Between these two covers you will find some of the finest nature writing I have ever encountered, certainly the equal of Matthiessen’s best work in elegance and sophistication, as learned and reverently curious as Dillard’s Pilgrim at Tinker Creek. Though it has become a classic among Texans, I suspect Goodbye to a River remains largely unknown elsewhere because the vast majority of Texas is not considered conventionally beautiful in the way that the Himalayas and Blue Ridge so self-evidently are.

With its dry caliche, endless bluestem prairie, and scrub trees all that’s left to break the former up, few writers have been equal to the task of showing just how incomprehensibly beautiful the Texas landscape can be. As testimony to how effective Mr. Graves writing was in advocating for that beauty, it’s worth mentioning that of the 13 dams proposed to be built along the Brazos before he made his trip, only three were built after this book was first published. I like to think there was cause and effect at work, though I can’t say so for sure.

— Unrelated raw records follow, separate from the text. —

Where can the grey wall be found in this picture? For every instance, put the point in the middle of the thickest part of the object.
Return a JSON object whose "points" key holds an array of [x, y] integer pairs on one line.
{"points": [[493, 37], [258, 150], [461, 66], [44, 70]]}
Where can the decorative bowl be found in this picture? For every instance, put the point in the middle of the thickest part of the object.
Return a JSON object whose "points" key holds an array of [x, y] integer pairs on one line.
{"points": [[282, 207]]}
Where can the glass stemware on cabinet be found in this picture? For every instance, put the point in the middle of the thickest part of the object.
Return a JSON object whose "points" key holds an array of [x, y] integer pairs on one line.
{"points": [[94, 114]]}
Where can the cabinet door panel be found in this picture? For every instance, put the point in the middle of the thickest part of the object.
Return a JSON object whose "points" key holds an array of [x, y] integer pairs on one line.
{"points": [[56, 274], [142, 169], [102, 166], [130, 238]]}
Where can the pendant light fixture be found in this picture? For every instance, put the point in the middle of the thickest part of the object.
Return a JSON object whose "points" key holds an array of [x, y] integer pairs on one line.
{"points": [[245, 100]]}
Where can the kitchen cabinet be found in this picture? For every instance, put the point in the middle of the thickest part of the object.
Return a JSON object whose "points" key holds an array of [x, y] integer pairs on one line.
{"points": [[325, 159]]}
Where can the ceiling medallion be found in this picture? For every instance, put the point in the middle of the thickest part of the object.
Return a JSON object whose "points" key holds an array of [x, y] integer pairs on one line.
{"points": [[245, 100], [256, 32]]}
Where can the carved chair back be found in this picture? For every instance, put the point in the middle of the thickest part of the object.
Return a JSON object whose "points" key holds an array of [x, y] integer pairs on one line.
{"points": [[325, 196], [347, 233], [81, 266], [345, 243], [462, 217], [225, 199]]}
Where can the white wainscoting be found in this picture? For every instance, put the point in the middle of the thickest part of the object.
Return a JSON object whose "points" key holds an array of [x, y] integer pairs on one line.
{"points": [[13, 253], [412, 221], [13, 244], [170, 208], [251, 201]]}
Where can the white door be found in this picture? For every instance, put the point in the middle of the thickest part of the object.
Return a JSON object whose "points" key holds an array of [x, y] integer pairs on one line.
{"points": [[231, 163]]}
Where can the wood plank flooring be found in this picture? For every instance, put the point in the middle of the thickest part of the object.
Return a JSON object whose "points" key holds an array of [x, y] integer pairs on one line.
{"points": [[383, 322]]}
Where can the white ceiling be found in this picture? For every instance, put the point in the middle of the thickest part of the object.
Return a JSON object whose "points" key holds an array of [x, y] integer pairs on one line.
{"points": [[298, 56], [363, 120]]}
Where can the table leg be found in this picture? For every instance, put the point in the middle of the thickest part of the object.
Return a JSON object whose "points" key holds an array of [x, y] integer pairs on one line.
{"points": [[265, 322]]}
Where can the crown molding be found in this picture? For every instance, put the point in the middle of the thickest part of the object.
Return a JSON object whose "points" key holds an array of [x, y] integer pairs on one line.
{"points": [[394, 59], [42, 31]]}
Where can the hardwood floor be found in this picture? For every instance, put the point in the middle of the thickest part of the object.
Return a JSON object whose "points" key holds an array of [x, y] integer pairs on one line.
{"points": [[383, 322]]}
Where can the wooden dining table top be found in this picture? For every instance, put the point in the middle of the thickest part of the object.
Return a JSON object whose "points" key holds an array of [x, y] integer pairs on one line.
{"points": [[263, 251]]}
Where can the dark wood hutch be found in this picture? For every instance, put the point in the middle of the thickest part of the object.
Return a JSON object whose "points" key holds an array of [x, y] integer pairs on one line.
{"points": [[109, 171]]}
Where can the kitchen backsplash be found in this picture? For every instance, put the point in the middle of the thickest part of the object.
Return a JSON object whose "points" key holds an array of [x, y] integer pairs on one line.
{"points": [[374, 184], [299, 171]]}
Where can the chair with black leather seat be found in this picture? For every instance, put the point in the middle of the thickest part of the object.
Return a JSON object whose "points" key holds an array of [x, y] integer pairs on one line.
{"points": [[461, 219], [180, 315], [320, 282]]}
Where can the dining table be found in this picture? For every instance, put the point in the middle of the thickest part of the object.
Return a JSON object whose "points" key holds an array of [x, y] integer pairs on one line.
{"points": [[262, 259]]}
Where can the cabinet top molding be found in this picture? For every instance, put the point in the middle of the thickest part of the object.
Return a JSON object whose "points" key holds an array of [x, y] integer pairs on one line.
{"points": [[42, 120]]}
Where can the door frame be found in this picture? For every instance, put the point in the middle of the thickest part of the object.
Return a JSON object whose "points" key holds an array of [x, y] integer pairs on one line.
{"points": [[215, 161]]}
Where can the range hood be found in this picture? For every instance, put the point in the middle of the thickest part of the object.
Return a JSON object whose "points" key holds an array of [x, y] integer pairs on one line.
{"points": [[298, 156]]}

And if all that weren’t enough, this little narrative manages to do something I’ve never encountered anywhere else. If history can be broadly thought of as the telling of stories that have passed out of living memory, then there is a fair bit of capital H history in Goodbye to a River. You are likely to learn as much about Texas by reading this book as just about any other. Here or there it slows to elaborate on some moment of violence from the past or to paint a picture of the people who live along the banks, people who in many cases live partway in that same violent past still.

But the real and singular achievement of Goodbye to a River is that it captures the feeling of watching the passage out of living memory itself. Early on Graves writes, “Sometimes you take country for itself, for what shows merely, and sometimes it forces ghosts upon you. . .” In a story about a man, a dog, and a canoe, John Graves managed to articulate a mourning for all the lives that must become mere memories, all the memories that become stories, and all the stories that will someday stop being told.